However, the technique remains an accepted axillary approach in many

international centres.

A p p e n d i x I


A p p e n d i x I I


Appendix II

Risks of axillary dissection and irradiation

Risks of axillary dissection

Seroma

Seromas are common following most types of axillary clearance,63,68 but are

reported to be less with axillary sampling. The ideal period of drainage is unknown

and the management of drain tubes and of seromas is very individualised.

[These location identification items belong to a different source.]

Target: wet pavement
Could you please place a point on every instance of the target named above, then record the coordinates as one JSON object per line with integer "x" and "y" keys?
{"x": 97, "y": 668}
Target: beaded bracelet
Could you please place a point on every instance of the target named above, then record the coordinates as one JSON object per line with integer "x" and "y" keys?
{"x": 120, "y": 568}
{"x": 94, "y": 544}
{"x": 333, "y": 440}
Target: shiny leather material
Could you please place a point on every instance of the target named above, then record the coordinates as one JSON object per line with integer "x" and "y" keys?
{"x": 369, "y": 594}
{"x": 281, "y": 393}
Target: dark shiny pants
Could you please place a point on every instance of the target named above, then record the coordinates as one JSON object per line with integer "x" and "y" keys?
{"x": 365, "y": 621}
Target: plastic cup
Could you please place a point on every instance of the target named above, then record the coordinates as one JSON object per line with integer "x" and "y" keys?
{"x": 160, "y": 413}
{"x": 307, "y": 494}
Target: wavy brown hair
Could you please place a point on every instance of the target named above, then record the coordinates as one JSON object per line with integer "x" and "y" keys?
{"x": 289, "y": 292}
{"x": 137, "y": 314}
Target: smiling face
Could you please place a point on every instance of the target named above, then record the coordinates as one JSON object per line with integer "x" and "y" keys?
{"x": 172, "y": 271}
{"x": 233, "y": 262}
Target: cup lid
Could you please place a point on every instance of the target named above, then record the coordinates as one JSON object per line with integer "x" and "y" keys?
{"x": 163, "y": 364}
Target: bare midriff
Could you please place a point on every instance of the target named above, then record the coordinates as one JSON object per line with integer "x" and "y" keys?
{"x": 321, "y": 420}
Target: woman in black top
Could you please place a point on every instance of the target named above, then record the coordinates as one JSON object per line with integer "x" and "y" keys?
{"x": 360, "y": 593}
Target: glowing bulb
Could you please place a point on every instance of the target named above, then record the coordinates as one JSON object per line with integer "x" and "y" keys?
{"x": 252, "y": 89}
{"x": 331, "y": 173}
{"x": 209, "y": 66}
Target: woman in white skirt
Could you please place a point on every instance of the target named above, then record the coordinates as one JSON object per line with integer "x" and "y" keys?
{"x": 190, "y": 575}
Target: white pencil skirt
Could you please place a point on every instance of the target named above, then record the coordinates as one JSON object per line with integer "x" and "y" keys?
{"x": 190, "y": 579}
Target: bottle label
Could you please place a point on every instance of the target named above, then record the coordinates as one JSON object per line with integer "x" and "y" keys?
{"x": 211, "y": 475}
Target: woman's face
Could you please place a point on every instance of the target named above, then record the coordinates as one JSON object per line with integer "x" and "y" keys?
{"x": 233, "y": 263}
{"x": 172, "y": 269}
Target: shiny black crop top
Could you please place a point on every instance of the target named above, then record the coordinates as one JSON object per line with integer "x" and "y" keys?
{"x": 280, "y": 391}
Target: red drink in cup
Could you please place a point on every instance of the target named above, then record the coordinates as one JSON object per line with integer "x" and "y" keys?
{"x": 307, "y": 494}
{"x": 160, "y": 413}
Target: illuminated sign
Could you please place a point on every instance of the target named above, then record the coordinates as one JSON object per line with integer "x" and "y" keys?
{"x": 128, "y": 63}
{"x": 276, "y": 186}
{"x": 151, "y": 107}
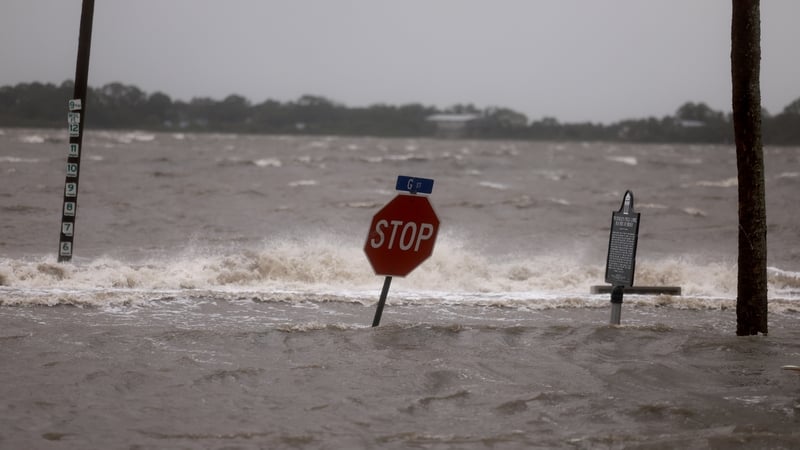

Randomised trials have shown little difference in seroma formation, regardless of

the drainage technique employed. Even with prolonged periods of drainage, some

patients still require further aspiration of residual seroma.68

Wound infection

The rate of wound infection in axillary surgery has been reported at approximately

10%.63 Wound infection is more common in certain groups of patients: the elderly

and immuno-compromised; those who undergo repeated aspiration of seroma or

prolonged wound drainage; and those who have undergone recent surgery in the

vicinity of the axilla.

The prophylactic use of antibiotics has been shown to decrease the rate of wound

infection.69

Reduced shoulder mobility and stiffness

Shoulder stiffness is common immediately after axillary dissection.70 Patients may

be predisposed to this if they have pre-existing arthritis, or if the position of the

arm during the surgery is not carefully monitored. Early mobilisation and exercise

is important for retaining normal mobility post-operatively. There is little

documented evidence on the cause of this problem.

A p p e n d i x I I


Damage to motor nerves

Although the frequency of injury appears to be low, three important motor nerves

are at risk during axillary lymph node dissection:

• The medial pectoral nerve is at risk when dissecting around pectoralis

minor. This is particularly so if this muscle is divided, but the nerve

may also be damaged during dissection as it swings along the lateral

border of the pectoralis minor muscle. In up to one-third of patients,

it lies well lateral to the muscle and is at significant risk. Damage to the

nerve results in minimal morbidity, but will lead to wasting of the lower

fibres of pectoralis major. This will result in the loss of the anterior

axillary fold, and perhaps a less than desirable cosmetic result.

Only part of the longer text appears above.